È un giorno di festa quello nel Palazzo del Coni di Milano. Non solo perché il presidente della Regione Lombardia, Roberto Maroni, ieri ha festeggiato i 62 anni, semplicemente perché è arrivata la fatidica firma tra lo stesso Maroni, il presidente del Coni Giovanni Malagò e il Sindaco di Milano Giuseppe Sala alla cerimonia di presentazione del dossier per la candidatura ad ospitare la 132/a Sessione Cio, nel 2019, proprio a Milano.

Ma si guarda già altrove. Ed è lo stesso Maroni a spiegarlo: «Ospitare il Cio è già di per sé una cosa importante, però sono convinto che se nel 2024 le Olimpiadi saranno assegnate a Los Angeles (in lizza con Parigi e la decisione finale arriverà solo a settembre, ndr), è giusto candidare Milano per il 2028». Insomma, una notizia clamorosa se si pensa al rifiuto di qualche mese fa di Raggi e dei pentastelle di ospitare l'edizione dei Giochi del 2024. Perché, come spiega Malagò, «nonostante quello che è successo con Roma, il nostro credito come Italia si è addirittura rafforzato. Nello sport si deve saper vincere e perdere, ma non si può verificare di non giocare una partita. Ora però pensiamo a questa sfida».

Sfida che è stata accettata dalle istituzioni. «Quando ho telefonato quasi in contemporanea a Roberto Maroni e a Beppe Sala - racconta il presidente del Coni -, e gli ho chiesto vi va di candidare Milano alla sessione del Cio 2019?, non ho fatto neanche in tempo a finire la frase, e mi hanno risposto Certo!».

Un'intesa che invece non c'è stata con la Raggi e il suo entourage, che hanno fatto fare una magra figura all'Italia davanti al Cio e a mezzo mondo. «Il Coni - continua Malagò -, ci ha messo e ci metterà la faccia insieme a questa città e al sistema Lombardia, una Regione che è prima della classe, per numero di abitanti, per Pil, per storia, e anche e soprattutto nello sport. Naturalmente bisogna essere votati, ma so da rumors che almeno 3 candidati importanti, quando hanno sentito di Milano, si sono ritirati», ha detto. Anche perché l'inaugurazione avviene sempre in un grande teatro, e vuoi mettere la Scala...

E allora è il momento giusto per farsi avanti. D'accordo con le parole del n°1 del Coni è Giuseppe Sala: «È il momento giusto perché a Milano lo sport ricopre un ruolo fondamentale, diventa un momento per promuovere la città. Un momento operativo vero, 10.000 notti di alberghi per chi se l'aggiudica, quindi sono molto interessato. Chiaro, fino a settembre bisogna stare assolutamente fermi, ma se Parigi ottiene le Olimpiadi del 2024, non credo che sia realistico immaginare per Milano una candidatura per il 2032, ma se vince Los Angeles ci penseremo anche in fretta a candidarci per il 2028».

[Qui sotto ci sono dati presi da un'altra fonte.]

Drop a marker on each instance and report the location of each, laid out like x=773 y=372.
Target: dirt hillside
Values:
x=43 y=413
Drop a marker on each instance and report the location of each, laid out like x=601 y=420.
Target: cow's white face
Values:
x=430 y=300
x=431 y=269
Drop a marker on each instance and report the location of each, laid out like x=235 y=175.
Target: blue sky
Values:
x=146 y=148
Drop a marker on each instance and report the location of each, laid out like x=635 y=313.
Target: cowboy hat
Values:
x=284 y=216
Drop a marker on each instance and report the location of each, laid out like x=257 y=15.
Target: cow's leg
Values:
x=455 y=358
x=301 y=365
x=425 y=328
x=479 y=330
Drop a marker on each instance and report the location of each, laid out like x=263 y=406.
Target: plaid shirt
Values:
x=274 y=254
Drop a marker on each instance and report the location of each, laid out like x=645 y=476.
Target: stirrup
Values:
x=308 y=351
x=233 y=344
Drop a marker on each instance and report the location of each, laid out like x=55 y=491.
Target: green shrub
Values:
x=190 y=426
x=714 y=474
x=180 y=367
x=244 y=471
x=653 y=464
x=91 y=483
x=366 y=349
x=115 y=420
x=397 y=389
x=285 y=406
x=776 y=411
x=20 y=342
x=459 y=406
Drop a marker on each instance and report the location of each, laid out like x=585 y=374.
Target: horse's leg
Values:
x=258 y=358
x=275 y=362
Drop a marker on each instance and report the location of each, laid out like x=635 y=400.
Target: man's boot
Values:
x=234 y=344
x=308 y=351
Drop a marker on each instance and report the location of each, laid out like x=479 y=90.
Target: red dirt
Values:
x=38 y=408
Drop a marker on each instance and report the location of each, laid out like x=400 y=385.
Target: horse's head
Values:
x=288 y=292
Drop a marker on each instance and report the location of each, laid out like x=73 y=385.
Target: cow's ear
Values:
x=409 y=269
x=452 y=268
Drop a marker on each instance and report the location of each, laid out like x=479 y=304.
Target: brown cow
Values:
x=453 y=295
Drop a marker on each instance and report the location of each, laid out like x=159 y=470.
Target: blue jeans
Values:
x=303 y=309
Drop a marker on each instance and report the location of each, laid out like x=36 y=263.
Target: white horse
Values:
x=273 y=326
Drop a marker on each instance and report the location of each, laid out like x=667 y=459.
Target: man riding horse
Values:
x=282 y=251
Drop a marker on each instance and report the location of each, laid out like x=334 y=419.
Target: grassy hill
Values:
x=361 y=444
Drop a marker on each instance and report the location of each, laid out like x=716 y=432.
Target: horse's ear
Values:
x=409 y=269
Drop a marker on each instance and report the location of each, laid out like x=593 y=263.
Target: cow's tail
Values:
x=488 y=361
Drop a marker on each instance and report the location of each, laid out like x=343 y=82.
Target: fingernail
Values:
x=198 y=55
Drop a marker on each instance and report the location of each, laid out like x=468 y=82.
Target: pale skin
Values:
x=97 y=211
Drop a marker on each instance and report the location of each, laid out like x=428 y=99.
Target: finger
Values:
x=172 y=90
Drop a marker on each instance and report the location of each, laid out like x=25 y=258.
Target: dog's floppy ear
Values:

Oltre al fascino della Scala e dei tanti alberghi in piazza della Repubblica, che nel caso di successo della candidatura di Milano verrebbe scelta come dimora per i rappresentanti dei comitati olimpici internazionali, si sfrutterà questa situazione per ricordare i 500 anni della morte di Leonardo, che nei suoi vent'anni nella città meneghina ha lasciato diversi affreschi, dipinti e disegni. E in più, il 2019 marca i 100 anni dalla nascita del milanese-brianzolo Edoardo Mangiarotti, di diritto nella storia olimpica del Cio e quarto atleta olimpico più vincente di sempre con 13 medaglie (6 ori). Perché Milano vuole puntare tutto sullo sport. Mai come questa volta.